Criminal
STJ acompanha entendimento do MPF e reconhece imprescritibilidade de ação indenizatória sobre os Crimes de Maio
Por maioria de votos, Primeira Seção da Corte afastou o prazo de cinco anos para reparar vítimas dos episódios de violência ocorridos em 2006
Caminhada pelas ruas do centro de São Paulo relembra os dez anos dos Crimes de Maio - Foto: Agência Brasil
A Primeira Seção do Superior Tribunal de Justiça (STJ) decidiu nesta semana, por maioria de votos, afastar a prescrição da ação civil pública que busca a reparação do Estado de São Paulo pela sequência de atos violentos que ficaram conhecidos como "Crimes de Maio". Ocorrido em 2006, o episódio foi motivado por uma série de ataques do Primeiro Comando da Capital (PCC) contra as forças de segurança e pela forte reação do aparato policial.
A decisão seguiu o entendimento do Ministério Público Federal (MPF), que defendeu a imprescritibilidade das ações de reparação civil em casos de graves violações de direitos humanos, durante sustentação oral realizada no início do julgamento. O mesmo posicionamento foi reforçado pela Procuradoria Federal dos Direitos do Cidadão (PFDC), órgão do MPF, em nota técnica expedida em setembro de 2025.
Segundo o documento, os episódios oficialmente classificados como confrontos entre a facção e a polícia resultaram na morte de mais de 564 pessoas, no ferimento de 110 pessoas e no desaparecimento forçado de pelo menos 4 pessoas, em um contexto de violência sistêmica com indícios de execuções sumárias e falhas graves nas investigações.
Parecer do MPF – Diante desse cenário, o subprocurador-geral da República Brasilino Pereira dos Santos sustentou que o dever do Estado de investigar e reparar tais atos é permanente. Segundo ele, deixar o tempo passar sem que ocorra a devida justiça seria o mesmo que aceitar a impunidade das violações cometidas. "Não se pode aplicar neste caso a prescrição de cinco anos. Seria um aplauso a esta espécie de conduta que vem do aparelho do estado", afirmou.
O subprocurador-geral lembrou, ainda, que o próprio Supremo Tribunal Federal já declarou que não há prescrição em casos de grave violação de direitos fundamentais. “A Constituição fala de imprescritibilidade exatamente para não deixar que sejam soterrados casos como este, e que não tem diferença substancial com aqueles casos que ocorreram durante o regime de exceção”, ressaltou Brasilino.

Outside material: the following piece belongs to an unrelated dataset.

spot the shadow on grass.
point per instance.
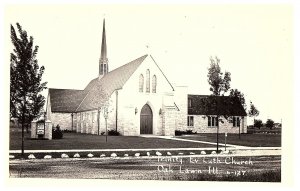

O entendimento do MPF foi acompanhado pela Corte, que seguiu o voto do relator do caso. Segundo o ministro Teodoro Silva Santos, em regra, as ações contra o Estado estão sujeitas ao prazo de cinco anos previsto no Decreto 20.910/1932. Esse limite, porém, não pode impedir a efetivação de direitos assegurados pela Constituição e por tratados internacionais de direitos humanos, especialmente em casos de graves violações.
Fundamentação – A decisão do STJ e o posicionamento do MPF estão fundamentados na jurisprudência da Corte Interamericana de Direitos Humanos (Corte IDH) e na Recomendação nº 123/2022 do Conselho Nacional de Justiça (CNJ). Esses parâmetros orientam que o Judiciário brasileiro deve realizar o controle de convencionalidade, que é o mecanismo jurídico para verificar se as leis internas de um país estão de acordo com os tratados e as convenções internacionais de direitos humanos dos quais o Estado faz parte.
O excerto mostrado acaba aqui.